Last Saturday, the Global Day of Code Retreat—Toronto Edition happened; #gdcr16.
- today is about practicing your craft, design
- today is not about delivering
- Conway's Game of Life
- base rules
- Any live cell with fewer than two live neighbours dies, as if caused by underpopulation.
- Any live cell with more than three live neighbours dies, as if by overcrowding.
- Any live cell with two or three live neighbours lives on to the next generation.
- Any dead cell with exactly three live neighbours becomes a live cell.
- different constraints/rules are/can be added with each iteration
- first session: no constraints, so you can get the design out of your mind
- Kent Beck's rules of simple design
- Passes all tests
- No Duplication ("Don't Repeat Yourself")—don't forget about production vs tests duplication
- Reveals intent ("Good Names")
- Minimizes the number of classes/methods ("Small")

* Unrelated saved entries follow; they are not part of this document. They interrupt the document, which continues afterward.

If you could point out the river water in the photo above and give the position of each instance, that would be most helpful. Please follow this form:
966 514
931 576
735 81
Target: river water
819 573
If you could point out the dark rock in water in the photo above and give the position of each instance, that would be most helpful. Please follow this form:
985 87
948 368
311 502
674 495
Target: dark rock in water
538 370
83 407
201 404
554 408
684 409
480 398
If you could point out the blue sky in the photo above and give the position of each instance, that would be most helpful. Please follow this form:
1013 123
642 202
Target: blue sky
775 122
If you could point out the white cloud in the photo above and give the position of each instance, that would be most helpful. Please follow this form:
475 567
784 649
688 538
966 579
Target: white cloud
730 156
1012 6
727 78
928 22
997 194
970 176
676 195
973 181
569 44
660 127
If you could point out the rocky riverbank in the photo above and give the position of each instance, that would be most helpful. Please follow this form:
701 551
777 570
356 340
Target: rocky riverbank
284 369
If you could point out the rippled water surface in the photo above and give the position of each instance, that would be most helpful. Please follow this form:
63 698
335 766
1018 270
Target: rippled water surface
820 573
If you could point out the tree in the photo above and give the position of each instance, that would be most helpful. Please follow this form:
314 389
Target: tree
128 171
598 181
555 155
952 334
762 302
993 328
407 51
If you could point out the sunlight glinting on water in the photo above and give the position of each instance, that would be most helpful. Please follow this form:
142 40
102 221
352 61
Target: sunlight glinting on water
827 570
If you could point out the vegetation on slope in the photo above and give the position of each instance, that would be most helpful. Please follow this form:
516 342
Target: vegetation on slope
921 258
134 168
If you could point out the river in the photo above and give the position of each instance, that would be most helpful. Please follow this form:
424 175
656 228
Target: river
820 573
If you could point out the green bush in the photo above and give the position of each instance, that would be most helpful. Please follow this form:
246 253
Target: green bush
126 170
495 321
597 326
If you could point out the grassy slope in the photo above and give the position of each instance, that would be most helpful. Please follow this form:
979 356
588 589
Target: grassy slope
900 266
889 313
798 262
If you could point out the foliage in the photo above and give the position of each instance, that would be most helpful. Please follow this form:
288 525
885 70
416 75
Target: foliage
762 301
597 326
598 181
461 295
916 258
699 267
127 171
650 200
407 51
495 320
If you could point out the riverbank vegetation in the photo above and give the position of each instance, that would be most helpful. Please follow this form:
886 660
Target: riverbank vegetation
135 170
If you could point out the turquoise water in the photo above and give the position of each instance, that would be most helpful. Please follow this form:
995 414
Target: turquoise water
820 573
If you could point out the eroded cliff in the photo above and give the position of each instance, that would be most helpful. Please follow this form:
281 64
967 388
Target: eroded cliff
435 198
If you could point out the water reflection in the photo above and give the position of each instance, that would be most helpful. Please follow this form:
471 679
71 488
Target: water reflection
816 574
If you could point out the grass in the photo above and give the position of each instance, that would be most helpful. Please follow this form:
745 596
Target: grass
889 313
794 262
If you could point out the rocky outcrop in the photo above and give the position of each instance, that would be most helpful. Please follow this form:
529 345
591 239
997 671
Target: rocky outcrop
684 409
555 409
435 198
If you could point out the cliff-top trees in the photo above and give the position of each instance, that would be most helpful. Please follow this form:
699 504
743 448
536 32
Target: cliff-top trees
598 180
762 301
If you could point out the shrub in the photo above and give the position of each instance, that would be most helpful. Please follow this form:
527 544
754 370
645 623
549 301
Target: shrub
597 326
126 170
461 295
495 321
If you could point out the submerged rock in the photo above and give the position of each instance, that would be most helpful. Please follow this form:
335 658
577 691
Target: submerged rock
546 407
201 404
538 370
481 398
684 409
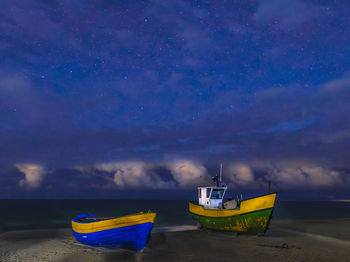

- how do we quickly get a TDD-ready environment set up? cyber‑dojo.org?
- only two states: alive or dead
- language: Ruby
- delete existing code
- swap pairs
- TDD ping pong
- evil pair
- silent pairing
- work in a language at least one of you are familiar with
- might not be the best scenario to learn a new language
- language: Java
gdcr Toronto dare
Try to implement the game of life by representing each grid square as an asynchronous unit. Ensure every generation is computed independently.
- back to Ruby
gdcr Toronto dare
Try to implement the game of life without branching or conditionals.
Think about it entirely as a sequence of transformations.
That means no if, switch, case, cond, when, unless, ternary operators, or similar. You can use pattern matching outside of the above.
- mob programming
- versus tandoori
- conflicting (design) ideas may arrise; that is OK
- explore ways to mitigate conflict
All in all…
To quote Alex, it was great to see so many people that care about what they are doing come together and invest a full Saturday into honing their craft, learning with and from each other, and becoming better.
What's an interesting learning you're taking away from today?
That having and environment set up and ready for development can be as easy as knowing which web app to use—cyber‑dojo.org
What from what you've learned today will you use at work, on Monday?
From all the pair programming constraints we experimented with and learned about at this Code Retreat, I'm curious to experiment some more with the evil pair approach. What is it? Continue with the ping pong pairing, but when it's your turn to write the implementation, make the tests pass, yet in a way that's different from what your pair intended. I can see this exercise help improve the level of specificity of rhe code, and the way we convey intent. If the code we have now leaves room for misunderstanding, let's surface it.